There are two paths to political power in a democracy. You can go for demography – that is, appeal to the interests and beliefs of the largest group of people, and win their votes. Or you can win through geography – that is, by ignoring most of the population by focusing on securing the many constituencies that have hardly anyone living in them. If your ideas are offensive to the majority, you can still stake your victory on the swaths of land between the places where most people live.
At the moment, across large parts of the democratic world, the politics of geography are triumphing over the politics of demography.
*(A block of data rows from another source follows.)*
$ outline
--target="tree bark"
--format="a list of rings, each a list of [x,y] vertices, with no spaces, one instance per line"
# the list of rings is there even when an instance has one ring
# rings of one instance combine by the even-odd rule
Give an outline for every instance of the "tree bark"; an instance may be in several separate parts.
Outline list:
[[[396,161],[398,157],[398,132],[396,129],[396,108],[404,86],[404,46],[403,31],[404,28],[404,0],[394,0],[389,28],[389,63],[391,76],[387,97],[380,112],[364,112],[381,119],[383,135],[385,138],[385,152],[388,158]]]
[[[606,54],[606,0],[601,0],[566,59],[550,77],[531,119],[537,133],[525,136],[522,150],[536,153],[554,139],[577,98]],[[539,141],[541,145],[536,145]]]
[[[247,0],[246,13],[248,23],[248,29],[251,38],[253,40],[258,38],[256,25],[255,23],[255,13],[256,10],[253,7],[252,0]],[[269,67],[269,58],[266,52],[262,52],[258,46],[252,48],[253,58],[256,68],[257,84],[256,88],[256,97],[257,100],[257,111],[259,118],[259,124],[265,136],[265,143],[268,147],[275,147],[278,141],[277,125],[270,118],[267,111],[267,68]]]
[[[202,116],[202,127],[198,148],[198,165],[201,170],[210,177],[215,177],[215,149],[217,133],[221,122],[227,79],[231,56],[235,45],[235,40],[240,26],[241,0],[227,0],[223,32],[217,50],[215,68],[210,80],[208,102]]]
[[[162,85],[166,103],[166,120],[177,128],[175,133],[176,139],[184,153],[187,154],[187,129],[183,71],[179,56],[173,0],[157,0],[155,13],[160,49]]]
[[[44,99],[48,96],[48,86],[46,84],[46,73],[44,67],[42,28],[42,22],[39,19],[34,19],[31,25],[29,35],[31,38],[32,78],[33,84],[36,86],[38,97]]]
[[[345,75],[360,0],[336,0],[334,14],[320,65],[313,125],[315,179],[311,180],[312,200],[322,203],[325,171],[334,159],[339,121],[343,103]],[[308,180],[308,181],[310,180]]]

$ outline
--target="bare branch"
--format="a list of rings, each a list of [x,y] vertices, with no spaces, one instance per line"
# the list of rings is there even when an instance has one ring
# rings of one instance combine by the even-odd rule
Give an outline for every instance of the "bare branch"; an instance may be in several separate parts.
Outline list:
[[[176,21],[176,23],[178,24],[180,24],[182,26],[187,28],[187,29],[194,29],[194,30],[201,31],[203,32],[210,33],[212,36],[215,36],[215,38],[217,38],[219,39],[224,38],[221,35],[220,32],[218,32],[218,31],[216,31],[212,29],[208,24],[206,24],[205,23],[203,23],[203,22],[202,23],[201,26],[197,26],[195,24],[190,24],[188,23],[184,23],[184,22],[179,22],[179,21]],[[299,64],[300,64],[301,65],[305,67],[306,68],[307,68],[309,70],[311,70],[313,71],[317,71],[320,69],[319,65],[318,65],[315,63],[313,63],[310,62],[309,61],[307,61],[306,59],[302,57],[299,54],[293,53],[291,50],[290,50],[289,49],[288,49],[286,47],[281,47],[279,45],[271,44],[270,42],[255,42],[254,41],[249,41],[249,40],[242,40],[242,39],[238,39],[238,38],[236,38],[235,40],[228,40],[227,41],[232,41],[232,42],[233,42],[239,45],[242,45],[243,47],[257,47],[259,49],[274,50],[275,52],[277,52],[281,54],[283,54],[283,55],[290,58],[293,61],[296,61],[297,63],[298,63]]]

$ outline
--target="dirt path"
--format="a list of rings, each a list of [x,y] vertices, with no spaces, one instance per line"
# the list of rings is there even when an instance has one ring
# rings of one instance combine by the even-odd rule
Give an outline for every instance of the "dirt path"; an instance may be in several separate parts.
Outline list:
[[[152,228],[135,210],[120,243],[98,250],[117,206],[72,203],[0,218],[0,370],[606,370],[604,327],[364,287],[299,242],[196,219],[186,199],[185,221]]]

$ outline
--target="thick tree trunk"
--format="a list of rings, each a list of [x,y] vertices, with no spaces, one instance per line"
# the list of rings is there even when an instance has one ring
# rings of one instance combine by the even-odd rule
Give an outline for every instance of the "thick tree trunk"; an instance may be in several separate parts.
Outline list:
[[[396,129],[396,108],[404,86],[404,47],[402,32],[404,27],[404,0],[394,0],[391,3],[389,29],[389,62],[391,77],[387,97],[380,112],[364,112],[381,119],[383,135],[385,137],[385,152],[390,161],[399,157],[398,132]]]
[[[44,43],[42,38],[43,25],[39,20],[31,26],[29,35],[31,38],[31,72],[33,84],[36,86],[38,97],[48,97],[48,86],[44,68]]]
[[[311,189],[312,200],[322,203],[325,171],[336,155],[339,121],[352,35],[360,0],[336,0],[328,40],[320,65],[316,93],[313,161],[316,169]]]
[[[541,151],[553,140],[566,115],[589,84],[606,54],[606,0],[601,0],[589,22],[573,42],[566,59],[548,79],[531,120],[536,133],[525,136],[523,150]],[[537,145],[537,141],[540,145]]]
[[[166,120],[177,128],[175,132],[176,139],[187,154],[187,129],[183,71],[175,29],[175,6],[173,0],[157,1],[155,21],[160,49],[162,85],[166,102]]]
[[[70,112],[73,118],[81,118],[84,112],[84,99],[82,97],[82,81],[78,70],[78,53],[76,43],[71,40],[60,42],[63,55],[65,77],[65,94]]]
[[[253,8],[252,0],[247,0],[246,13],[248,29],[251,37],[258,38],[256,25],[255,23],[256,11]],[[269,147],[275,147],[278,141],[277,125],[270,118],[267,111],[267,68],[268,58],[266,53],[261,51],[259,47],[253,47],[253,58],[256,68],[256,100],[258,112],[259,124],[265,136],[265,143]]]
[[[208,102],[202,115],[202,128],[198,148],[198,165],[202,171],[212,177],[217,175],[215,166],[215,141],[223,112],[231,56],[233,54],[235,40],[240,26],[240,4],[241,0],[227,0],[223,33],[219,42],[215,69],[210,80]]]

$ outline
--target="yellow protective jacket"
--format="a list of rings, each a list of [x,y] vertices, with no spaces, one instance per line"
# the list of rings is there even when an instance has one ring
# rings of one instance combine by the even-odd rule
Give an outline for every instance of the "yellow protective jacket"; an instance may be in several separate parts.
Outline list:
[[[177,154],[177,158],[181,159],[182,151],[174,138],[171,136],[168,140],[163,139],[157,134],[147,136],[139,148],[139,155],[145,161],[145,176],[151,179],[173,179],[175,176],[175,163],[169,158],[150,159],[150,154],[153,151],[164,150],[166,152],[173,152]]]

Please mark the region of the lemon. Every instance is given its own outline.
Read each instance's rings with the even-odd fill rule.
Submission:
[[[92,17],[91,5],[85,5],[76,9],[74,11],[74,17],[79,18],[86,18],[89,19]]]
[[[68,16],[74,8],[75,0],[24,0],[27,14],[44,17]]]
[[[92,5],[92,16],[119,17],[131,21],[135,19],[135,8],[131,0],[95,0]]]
This is happening most infamously in the United States, where both the presidency and the Senate can be won by securing a majority of the tracts of land rather than a majority of the people – a fact that the faction of the Republican Party now associated with U.S. President Donald Trump has manipulated like nobody before. A strong majority of the American people hold liberal, racially tolerant and international-minded views; this majority's interests and voices have been silenced by the dictatorship of geography.
Back in 2010, when former U.S. president Barack Obama's broad centre-left voting coalition seemed to dominate U.S. politics, the urbanist Joel Kotkin of the conservative American Enterprise Institute offered a projection: "Demographics may seem a long-term boon for Democrats," he wrote, "but geographic trends tilt in the opposite direction." The increasingly non-diverse, older populations of the country's underpopulated centre offered a path to victory for right-leaning Republicans willing to play to a dispersed minority. Mr. Trump's victory, despite a sizable majority having voted against him, was built on sparse places: Of 592 counties that shifted to supporting him, 520 had fewer than 50,000 people and he won almost every county with fewer than 10,000 people.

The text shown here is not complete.